As important as their presence and jobs may be, most of them are unregulated. This is partly because they are not affiliated to any labour group or organization.

After settling down to chat with them,  I learnt the underlying reason why most of these young men are out of school, and in this form of child labour is to a modest living to support their families.  

All of them have come from poverty-stricken communities, in mostly the three Northern and Savannah Regions of Ghana. They face enormous challenges which have been exacerbated by the COVID-19 pandemic. They sleep rough often in wooden, makeshift structures.  

According to the International Organization for Migration (IOM), there are millions of internal migrants in the country such as female head porters, known as Kayayei, working in the informal economy. In 2015, the Ghana Statistical Service reported 6, 488,064 internal migrants.

Mr. Razak Suleimana, one of them and representative of Dagomba Wheel Barrow Pushers Group bitterly laments failure on the part of authority to supply food and other COVID-19 items to vulnerable groups and their communities, when the Ggovernment announced lockdowns and restrictions on movement across the country in March. 

“Unlike other places in the country, where food was distributed free of charge to under privileged,  we didn’t get any supplies in our area,” he says. 

Another challenge they face is periodic harassment from Municipal Assembly officials. They take them on by surprise in periodic, unannounced dramatic pavement showdowns and drive them out of operating space. These officials claim occupancy to such spaces are illegal as they are a public nuisance for well-meaning and decent members of the public busily transacting business activity. In extreme cases, their wheelbarrows are confiscated by these officials and a fine of between Ghc 30.00 or $50.00 and Ghc 50.00 0r $85.00 are imposed on them.   

The general rule is many of these migrants do not have a savings culture with banks where they can hoard part of the many they make in business for future use. They leave hand to mouth. It becomes a major obstacle to mobilize adequate, substantial resources to start out a new enterprise or investment on their own. Even so now that there’s COVID-19 pandemic.  

Mr. Ameyaw Yeboah James, Chief Executive Officer, Dormaa Area Teachers Cooperative Credit Union (DATCCU), remarks Credit Unions and even traditional banks in their operations do not provide financial services and products to these migrants. 

“They are not permanently stable at a particular location you can trace them. But they can register and open savings account with such financial institutions,” he asserts.  

Mr. Thomas Tornu, Sunyani Municipal Director, Department of Social Welfare, points out the Department have intentions to roll out a strategic and an elaborate plan to rid the streets of wheel barrow pushers pending final approval by the Municipal Assembly. 

“These migrants don’t think about their age, where they will live, whether they have families when deciding to migrate.
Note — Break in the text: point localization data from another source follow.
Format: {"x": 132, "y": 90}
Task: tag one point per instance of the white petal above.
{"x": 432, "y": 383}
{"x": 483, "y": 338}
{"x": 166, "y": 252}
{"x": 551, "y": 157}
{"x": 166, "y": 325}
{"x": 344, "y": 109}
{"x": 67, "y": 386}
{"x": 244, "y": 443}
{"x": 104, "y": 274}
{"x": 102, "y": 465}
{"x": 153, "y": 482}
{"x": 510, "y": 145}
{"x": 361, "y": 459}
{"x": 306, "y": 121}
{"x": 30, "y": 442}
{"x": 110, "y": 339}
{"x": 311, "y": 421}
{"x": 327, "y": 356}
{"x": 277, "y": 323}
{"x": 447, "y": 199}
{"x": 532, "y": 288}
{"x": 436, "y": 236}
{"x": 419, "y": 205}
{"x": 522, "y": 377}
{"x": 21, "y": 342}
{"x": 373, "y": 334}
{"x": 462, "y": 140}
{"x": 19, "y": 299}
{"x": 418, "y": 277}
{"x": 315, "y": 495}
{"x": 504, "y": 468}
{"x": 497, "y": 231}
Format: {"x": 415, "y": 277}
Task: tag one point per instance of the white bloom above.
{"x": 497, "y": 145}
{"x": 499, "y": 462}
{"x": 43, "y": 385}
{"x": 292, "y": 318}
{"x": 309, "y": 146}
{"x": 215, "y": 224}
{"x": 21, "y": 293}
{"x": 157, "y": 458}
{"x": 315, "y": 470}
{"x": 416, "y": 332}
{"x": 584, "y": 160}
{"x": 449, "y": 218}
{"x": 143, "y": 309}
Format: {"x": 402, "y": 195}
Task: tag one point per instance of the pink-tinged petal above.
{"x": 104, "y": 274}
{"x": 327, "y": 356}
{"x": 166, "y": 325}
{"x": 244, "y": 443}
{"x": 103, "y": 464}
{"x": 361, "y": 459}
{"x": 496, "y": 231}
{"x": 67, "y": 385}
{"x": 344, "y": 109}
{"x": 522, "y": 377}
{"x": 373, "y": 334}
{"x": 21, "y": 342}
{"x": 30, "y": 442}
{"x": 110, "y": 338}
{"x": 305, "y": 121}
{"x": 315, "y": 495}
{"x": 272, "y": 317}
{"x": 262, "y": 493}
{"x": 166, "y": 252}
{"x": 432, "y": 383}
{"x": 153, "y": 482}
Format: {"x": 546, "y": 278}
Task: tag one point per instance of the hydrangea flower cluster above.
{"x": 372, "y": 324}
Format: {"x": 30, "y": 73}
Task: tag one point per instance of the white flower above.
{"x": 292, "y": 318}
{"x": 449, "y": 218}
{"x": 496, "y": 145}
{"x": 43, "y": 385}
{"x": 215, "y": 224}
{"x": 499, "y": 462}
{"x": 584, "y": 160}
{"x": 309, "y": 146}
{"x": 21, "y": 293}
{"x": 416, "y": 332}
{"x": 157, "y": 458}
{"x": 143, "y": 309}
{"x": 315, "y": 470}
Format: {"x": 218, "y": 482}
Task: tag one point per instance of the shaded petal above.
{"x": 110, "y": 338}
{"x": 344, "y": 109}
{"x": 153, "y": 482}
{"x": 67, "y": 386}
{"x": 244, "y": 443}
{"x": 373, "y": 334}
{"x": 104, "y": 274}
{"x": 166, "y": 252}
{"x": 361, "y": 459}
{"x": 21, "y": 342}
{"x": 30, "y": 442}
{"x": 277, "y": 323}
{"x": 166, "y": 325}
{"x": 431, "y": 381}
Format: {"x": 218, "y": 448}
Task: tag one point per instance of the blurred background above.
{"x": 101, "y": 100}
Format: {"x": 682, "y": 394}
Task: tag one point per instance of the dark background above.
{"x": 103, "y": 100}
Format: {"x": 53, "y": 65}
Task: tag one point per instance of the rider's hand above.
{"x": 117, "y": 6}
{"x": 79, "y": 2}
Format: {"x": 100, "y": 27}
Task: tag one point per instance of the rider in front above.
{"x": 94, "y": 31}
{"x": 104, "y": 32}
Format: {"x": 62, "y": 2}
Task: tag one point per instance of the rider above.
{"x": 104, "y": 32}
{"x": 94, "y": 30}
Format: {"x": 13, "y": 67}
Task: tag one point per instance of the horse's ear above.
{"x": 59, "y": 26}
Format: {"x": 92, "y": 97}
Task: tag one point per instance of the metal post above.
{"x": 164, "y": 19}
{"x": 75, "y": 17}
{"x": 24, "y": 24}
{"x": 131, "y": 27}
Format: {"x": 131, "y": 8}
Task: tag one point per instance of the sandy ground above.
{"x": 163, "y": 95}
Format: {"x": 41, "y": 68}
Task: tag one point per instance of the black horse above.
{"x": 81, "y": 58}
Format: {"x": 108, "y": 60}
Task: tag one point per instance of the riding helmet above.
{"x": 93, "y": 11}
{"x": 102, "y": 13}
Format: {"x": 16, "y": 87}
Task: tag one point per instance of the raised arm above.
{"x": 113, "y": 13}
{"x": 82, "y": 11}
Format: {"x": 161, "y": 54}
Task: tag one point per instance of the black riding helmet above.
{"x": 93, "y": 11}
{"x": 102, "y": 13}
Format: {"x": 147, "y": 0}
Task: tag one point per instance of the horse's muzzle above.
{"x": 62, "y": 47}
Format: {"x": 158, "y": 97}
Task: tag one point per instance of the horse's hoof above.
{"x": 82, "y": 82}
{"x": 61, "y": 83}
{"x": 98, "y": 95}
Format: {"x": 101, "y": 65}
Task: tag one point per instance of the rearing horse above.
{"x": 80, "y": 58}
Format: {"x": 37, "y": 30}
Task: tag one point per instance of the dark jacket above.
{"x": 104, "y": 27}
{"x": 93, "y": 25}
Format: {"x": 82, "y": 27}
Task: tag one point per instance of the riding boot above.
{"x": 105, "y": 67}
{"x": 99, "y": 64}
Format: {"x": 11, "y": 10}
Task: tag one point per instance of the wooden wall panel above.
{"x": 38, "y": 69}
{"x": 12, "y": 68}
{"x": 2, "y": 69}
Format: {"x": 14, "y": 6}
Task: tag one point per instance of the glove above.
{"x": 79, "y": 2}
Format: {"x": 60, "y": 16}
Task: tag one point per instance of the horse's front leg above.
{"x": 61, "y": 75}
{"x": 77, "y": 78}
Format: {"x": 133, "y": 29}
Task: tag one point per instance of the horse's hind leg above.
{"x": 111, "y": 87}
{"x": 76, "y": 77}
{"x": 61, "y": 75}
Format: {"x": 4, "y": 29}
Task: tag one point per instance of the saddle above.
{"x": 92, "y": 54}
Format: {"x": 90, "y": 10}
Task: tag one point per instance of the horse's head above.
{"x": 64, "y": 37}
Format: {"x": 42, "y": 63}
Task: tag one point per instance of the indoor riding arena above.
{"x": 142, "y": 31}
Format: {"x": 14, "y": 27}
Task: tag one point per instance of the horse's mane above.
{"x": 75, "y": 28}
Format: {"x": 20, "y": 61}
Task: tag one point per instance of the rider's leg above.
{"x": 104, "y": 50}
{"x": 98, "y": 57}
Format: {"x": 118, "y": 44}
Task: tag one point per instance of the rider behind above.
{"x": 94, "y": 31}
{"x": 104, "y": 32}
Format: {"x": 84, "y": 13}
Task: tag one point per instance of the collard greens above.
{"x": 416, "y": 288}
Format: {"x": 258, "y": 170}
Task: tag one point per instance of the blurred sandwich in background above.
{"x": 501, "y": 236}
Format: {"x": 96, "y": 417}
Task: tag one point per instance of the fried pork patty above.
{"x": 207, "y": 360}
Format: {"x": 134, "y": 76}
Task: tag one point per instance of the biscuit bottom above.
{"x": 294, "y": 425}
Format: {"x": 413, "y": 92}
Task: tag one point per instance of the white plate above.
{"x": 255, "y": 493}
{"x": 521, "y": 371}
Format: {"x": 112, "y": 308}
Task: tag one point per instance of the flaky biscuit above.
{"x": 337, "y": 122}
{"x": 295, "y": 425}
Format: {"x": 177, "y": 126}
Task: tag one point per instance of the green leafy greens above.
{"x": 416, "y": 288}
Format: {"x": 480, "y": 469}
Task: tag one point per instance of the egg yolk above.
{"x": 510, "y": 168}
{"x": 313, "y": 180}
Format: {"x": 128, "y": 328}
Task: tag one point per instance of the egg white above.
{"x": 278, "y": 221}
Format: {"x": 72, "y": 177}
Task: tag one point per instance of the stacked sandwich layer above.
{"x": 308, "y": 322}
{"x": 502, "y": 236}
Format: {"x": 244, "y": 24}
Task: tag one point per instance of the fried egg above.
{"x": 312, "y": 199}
We plan to rehabilitate, register and re-unify them with their families after giving them choices in education, businesses, part of a holistic plan extracted from a national strategy,” he adds. 

He acknowledges registering them may also lead to institutionalizing their business, which may make the quest to provide decent socio-economic lives, well-being, and guaranteeing their social protection rather difficult and more cumbersome.  

Madam Comfort Asomah, the Bono Regional Secretary, Trades Union Congress (TUC), echoes the Union is ever ready to embrace and welcome these vulnerable groups unto their fold to promote their interest and welfare. 

“The benefits derived from joining a Union may include sense of belonging, representation, achieving social justice and organizing more members for the said Union,” the Secretary adds.  

She notes its vital to consider their long-term development education because “at a point in life they will grow and get tired. Their strength will begin to fail them,” she reckons.